UBS Team with Nearly $3-Mln in Production Opens RIA in Denver
A high-producing UBS Wealth Management USA team in Denver, Colorado, left on Friday to hang out their shingle as an independent registered investment advisor firm.
James Michael Boon, who along with his son Tyler had been generating at least $2.75 million in annual revenue from $360 million in assets, have founded Jupiter Wealth Management, according to two sources familiar with their practice. James’ wife, Ann, who was an associate on the team at UBS, is also a partner in Jupiter, one of the sources familiar with their new firm said.
Neither James, a 26-year industry veteran, nor Tyler, who has nine years of experience, returned calls for comment left at their new Jupiter office.
The Boons had planned to leave in January of this year but opted to delay their plans after UBS in December withdrew from the Protocol for Broker Recruiting, the source familiar with the new firm said. The Protocol allowed brokers to take client information and contact their former clients when switching firms, and the withdrawal by UBS (and Morgan Stanley in November) initially sparked a flurry of lawsuits. The two ultimately felt comfortable after hiring a lawyer to ensure their move was “clean cut” and seeing other teams move without being sued, the source said.
UBS’s advisor force in the Americas (including a small group in Latin America) has been declining since it two years ago slashed its recruiting budgets to focus on retention of its senior producers. As of June 30, its headcount was 6,937, less than half the size of its competitors, including Morgan Stanley Wealth Management, Merrill Lynch and Wells Fargo Advisors. Last month, it began encouraging its managers to polish their recruiting pitch to prospects.
James Boon, who started at CIBC world markets in 1992 but spent most of his career at wirehouses, earned his own wealth running a commodity chemical business prior to his work in the brokerage industry, according to his former UBS biography. He also worked as a pension manager for a large industrial processing company, an experience he claimed helped him now in managing his own equity portfolios for clients.
“I left the world of business not only with this valuable experience but also with my own assets to manage,” he writes in his biography.
James worked at Prudential Securities, Wachovia and Morgan Stanley before joining UBS in 2008, according to BrokerCheck.
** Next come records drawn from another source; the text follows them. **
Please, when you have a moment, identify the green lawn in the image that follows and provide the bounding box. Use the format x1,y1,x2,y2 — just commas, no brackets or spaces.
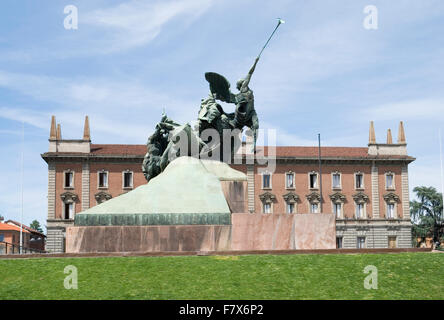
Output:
0,252,442,300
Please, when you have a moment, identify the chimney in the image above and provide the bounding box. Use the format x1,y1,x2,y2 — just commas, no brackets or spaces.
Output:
83,116,91,141
368,121,407,156
56,124,62,140
398,121,406,144
49,115,56,140
369,121,376,144
387,129,393,144
49,116,91,153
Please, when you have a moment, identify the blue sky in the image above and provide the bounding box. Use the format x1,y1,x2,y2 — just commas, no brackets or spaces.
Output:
0,0,443,230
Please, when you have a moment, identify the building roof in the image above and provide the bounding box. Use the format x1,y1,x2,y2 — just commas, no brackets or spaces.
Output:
257,146,368,158
256,146,415,160
0,223,30,233
41,144,415,162
90,144,146,156
5,220,45,237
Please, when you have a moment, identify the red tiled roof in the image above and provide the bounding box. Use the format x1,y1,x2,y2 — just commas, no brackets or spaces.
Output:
5,220,45,236
257,146,369,158
90,144,146,156
87,144,413,160
43,144,413,160
0,223,30,233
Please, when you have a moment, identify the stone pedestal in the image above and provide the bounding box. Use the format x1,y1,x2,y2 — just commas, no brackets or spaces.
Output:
231,213,336,250
66,225,231,252
65,157,336,253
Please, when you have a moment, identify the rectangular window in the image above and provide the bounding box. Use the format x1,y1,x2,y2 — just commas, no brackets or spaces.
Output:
332,173,341,189
263,174,271,189
309,173,318,189
336,237,343,249
65,172,73,188
0,234,4,242
386,174,394,189
310,203,319,213
98,172,108,188
387,204,395,218
388,236,397,248
333,203,342,218
356,203,364,218
287,203,295,214
123,172,133,188
357,237,366,249
264,203,271,214
286,173,294,189
64,203,73,219
356,174,363,189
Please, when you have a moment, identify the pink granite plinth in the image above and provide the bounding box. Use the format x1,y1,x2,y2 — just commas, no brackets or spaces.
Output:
231,213,336,250
220,181,247,213
66,225,231,253
66,213,335,253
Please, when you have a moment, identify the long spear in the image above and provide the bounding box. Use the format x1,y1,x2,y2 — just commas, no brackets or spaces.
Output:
257,18,285,58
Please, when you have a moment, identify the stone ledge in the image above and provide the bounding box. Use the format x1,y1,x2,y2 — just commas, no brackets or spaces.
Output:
0,247,432,259
74,213,232,226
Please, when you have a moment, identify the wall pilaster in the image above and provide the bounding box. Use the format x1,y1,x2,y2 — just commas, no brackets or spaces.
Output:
247,164,255,213
371,163,380,218
47,162,56,219
401,165,410,219
81,161,90,211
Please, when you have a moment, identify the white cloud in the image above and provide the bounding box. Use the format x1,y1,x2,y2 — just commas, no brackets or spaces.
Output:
257,121,318,146
0,106,50,130
409,163,444,198
0,70,199,142
363,99,444,121
83,0,214,53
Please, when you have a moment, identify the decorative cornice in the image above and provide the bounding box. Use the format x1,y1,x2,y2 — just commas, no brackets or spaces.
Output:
41,153,143,164
306,191,321,203
352,192,369,204
283,192,299,203
259,192,276,203
60,191,78,203
40,153,416,166
383,192,400,203
329,192,346,203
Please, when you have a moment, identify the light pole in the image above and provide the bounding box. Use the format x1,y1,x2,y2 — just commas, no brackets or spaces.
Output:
19,121,24,254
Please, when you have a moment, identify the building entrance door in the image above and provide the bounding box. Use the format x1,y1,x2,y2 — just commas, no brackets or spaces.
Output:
388,236,397,248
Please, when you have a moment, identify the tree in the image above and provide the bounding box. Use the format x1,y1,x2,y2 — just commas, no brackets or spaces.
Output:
30,220,44,234
410,186,443,244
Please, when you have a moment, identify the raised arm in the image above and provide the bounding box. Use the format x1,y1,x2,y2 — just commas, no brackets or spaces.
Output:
241,57,260,92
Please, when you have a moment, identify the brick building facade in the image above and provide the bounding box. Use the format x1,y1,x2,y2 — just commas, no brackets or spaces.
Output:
42,116,415,253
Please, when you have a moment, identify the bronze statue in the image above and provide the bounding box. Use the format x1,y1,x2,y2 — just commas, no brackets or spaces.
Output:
142,19,285,182
142,112,180,181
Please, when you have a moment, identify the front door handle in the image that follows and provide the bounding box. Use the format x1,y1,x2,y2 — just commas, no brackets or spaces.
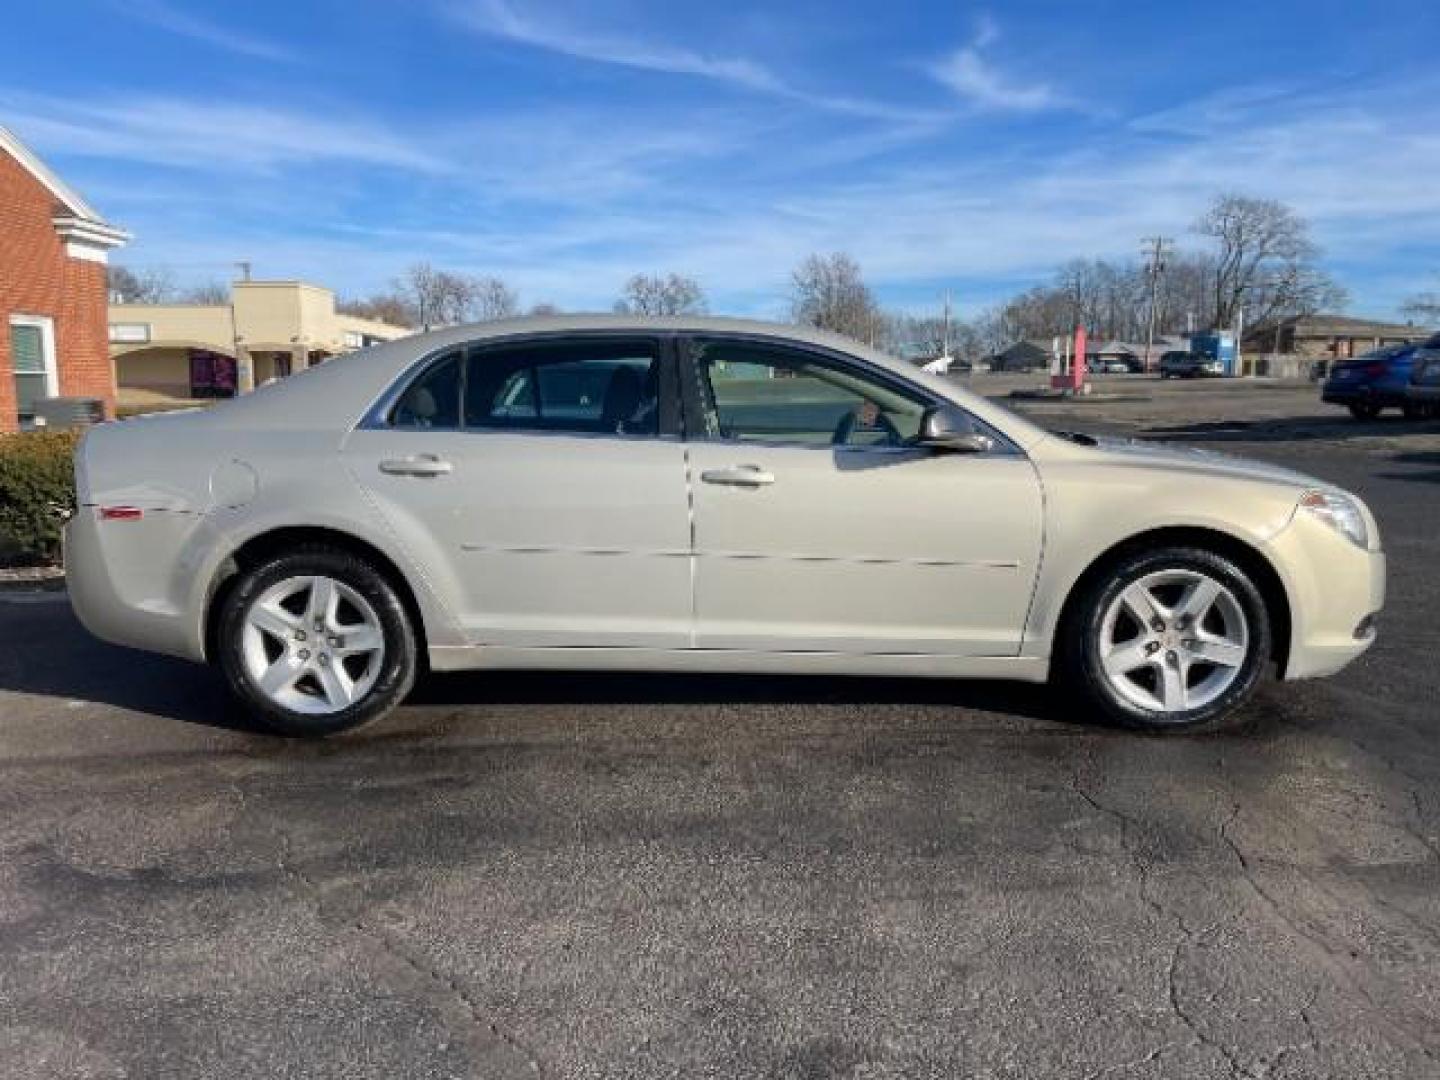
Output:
700,464,775,487
379,454,453,478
Tyler started as a client associate at Schwab in 2008 and joined his father at UBS in 2010, according to his LinkedIn profile.
Jupiter custodies with Fidelity Investments and the group also received help setting up their new firm from tru Independence, a Portland-based company that provides back office and logistical help to break away brokers, according to the source. Craig Stuvland, founder of tru Independence, did not return a call for comment.
Separately, a 32-year industry veteran in Beverly Hills left UBS at the end of August but opted to stay in the wirehouse channel.
Deborah Key, who sources described as a well-regarded broker locally and who had been with UBS and its PaineWebber predecessor for over 16 years, joined Wells Fargo Advisors’ private client group on August 31, according to her BrokerCheck record.
Key had been generating around $730,000 in production, according to a source familiar with her practice.
She did not return a message left at her new Wells office seeking comment about the move. A spokeswoman for Wells Fargo confirmed the move.
Key started her brokerage career at Baraban Securities in 1985, and jumped among a handful of firms before joining Merrill Lynch in 1989, according to BrokerCheck. She stayed there for almost 12 years before moving to PaineWebber in 2001.